やっぱり好き!!
あたしの名前は鞠(まり)。ごく普通の会社員だけど、後輩や同僚からは羨ましがられたりする。

「鞠先輩の彼氏ってめちゃくちゃデレデレじゃないですかぁ!おまけに可愛い系のイケメンだし!」

「家事とか手伝ってくれるって普通にいい人なんだけど!羨ましい!」

あたしには付き合って三年目になる彼氏がいる。名前は陵(りょう)。そこそこ有名なギタリストで同棲してるんだ。

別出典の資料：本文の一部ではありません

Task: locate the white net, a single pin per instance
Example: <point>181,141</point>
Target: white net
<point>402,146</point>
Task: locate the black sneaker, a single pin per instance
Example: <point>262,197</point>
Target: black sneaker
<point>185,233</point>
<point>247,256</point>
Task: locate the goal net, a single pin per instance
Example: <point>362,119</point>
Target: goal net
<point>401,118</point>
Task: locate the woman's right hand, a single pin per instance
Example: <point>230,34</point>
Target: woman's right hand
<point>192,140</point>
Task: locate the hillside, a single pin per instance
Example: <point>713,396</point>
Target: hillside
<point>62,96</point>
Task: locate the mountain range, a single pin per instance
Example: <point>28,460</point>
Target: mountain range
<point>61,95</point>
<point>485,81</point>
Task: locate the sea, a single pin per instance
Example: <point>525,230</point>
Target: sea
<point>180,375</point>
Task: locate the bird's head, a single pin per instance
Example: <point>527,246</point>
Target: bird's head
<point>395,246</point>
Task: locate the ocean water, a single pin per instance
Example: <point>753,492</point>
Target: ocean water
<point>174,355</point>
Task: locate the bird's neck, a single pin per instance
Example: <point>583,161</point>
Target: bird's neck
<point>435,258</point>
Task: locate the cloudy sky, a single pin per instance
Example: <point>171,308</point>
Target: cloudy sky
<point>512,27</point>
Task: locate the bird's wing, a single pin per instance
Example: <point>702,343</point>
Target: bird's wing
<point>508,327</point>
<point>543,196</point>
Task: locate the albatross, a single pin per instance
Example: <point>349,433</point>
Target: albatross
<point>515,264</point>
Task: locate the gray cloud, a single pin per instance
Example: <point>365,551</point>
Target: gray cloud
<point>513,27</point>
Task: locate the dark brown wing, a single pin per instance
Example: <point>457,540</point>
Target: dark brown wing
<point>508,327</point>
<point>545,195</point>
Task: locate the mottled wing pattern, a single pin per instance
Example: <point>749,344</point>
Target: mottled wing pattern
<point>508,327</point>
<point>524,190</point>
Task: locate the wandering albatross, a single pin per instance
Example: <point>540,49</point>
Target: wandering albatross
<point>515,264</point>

「きっとこの悩みを言ったら贅沢だって言われるんだろうなぁ〜」

会社からの帰り道、あたしはため息をつく。確かに同僚や後輩の言う通り、三年経った今でも陵との関係に停滞期という言葉はなく、毎日のように「可愛い。愛してる」って言ってくれる。でも、あたしは言葉だけじゃなくてもっと形でもほしいんだ。

「ただいま」

あたしが玄関のドアを開けると、「おかえり〜!!」と言いながら陵が子犬のように駆けてくる。陵が抱き付いてきたので、「重いよ、どいて」といつものように返すと、陵の体から独特の匂いがした。